My girlfriend has a male colleauge that she’s friends with. I’ve met him a couple of times and we’ve even been on a couple of double dates with him and his girlfriend.

The colleague and my girlfriend are good friends and have each other on social media and message each other occasionally.

We met up with the friend a few more times for drinks and me and her friend like similar tv shows, movies and video games. Her friend added me on social media and I mentioned this to my gf.

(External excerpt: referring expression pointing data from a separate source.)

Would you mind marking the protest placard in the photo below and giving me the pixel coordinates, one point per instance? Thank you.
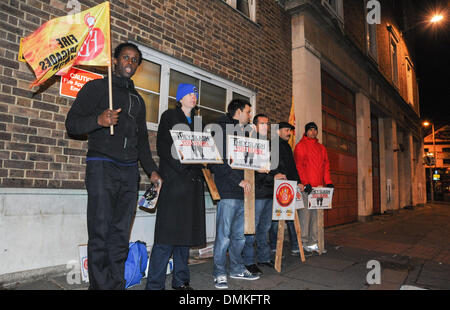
(195, 147)
(248, 153)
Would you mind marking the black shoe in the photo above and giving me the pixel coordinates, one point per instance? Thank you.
(270, 264)
(184, 287)
(254, 269)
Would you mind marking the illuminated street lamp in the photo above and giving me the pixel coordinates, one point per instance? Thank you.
(436, 18)
(426, 124)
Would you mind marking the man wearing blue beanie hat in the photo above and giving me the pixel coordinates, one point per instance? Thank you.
(180, 219)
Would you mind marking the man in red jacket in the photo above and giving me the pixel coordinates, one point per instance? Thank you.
(311, 160)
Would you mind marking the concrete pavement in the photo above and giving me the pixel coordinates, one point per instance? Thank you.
(411, 249)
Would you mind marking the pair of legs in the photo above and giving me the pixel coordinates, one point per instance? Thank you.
(292, 235)
(229, 237)
(263, 221)
(112, 195)
(156, 279)
(308, 223)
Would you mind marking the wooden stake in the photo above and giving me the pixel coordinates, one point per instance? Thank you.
(249, 204)
(211, 185)
(320, 236)
(111, 128)
(280, 240)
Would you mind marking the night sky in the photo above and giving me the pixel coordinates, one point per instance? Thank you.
(433, 61)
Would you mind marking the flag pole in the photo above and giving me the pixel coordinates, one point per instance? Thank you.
(111, 127)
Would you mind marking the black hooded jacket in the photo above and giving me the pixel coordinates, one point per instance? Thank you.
(227, 180)
(130, 140)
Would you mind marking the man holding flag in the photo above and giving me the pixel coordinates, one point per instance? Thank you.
(112, 174)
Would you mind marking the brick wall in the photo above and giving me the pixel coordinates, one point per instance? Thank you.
(34, 148)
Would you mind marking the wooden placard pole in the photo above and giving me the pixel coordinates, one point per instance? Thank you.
(280, 241)
(249, 204)
(320, 235)
(211, 184)
(298, 231)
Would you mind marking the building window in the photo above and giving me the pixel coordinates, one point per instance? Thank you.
(159, 75)
(371, 38)
(393, 41)
(147, 83)
(246, 7)
(335, 7)
(394, 62)
(409, 81)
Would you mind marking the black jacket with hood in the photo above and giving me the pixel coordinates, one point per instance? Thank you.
(130, 140)
(227, 180)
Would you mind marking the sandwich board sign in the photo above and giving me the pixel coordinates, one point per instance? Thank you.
(284, 200)
(195, 147)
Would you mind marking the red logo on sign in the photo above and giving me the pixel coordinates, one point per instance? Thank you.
(285, 195)
(94, 43)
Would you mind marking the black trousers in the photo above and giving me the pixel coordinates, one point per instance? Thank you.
(112, 198)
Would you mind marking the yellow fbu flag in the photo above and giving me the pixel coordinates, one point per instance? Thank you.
(60, 43)
(292, 122)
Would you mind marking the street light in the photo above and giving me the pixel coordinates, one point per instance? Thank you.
(426, 124)
(436, 18)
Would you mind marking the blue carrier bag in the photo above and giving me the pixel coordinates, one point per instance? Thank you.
(136, 263)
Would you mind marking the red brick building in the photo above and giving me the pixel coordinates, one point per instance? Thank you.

It’s not abnormal, I’ve got quite a few of my gfs friends on social media. When one of the tv shows was on that me and her friend like she messaged me about it.

I told my girlfriend this and replied to her.

We’ve messaged a few times talking about movies and tv shows etc. My girlfriend told me she thinks it’s weird I’m talking to her friend and she thinks I should stop.

I asked what she thought was wrong with it and she just said I shouldn’t be messaging her. I asked again for an explanation but she wouldn’t give me one.

I mentioned that she messages her colleague who is a man so I think she’s being hypocritical to get annoyed at me for messaging a friend. She said it’s not the same and that I should stop messaging her friend.

I refused and again tried to get her to explain what she thought was so wrong about it. She just said it’s about respect.

I asked why it was different for her to talk to a friend of the opposite sex but not for me to talk to a friend but she just said she’s known this colleague longer than I’ve know the friend.

I said that’s not really a reason and she just repeated it was about respect and that I shouldn’t be disregarding what she’s saying and should be listening to her.

AITA for pointing out hypocrisy with my girlfriend and refusing to stop talking to a friend?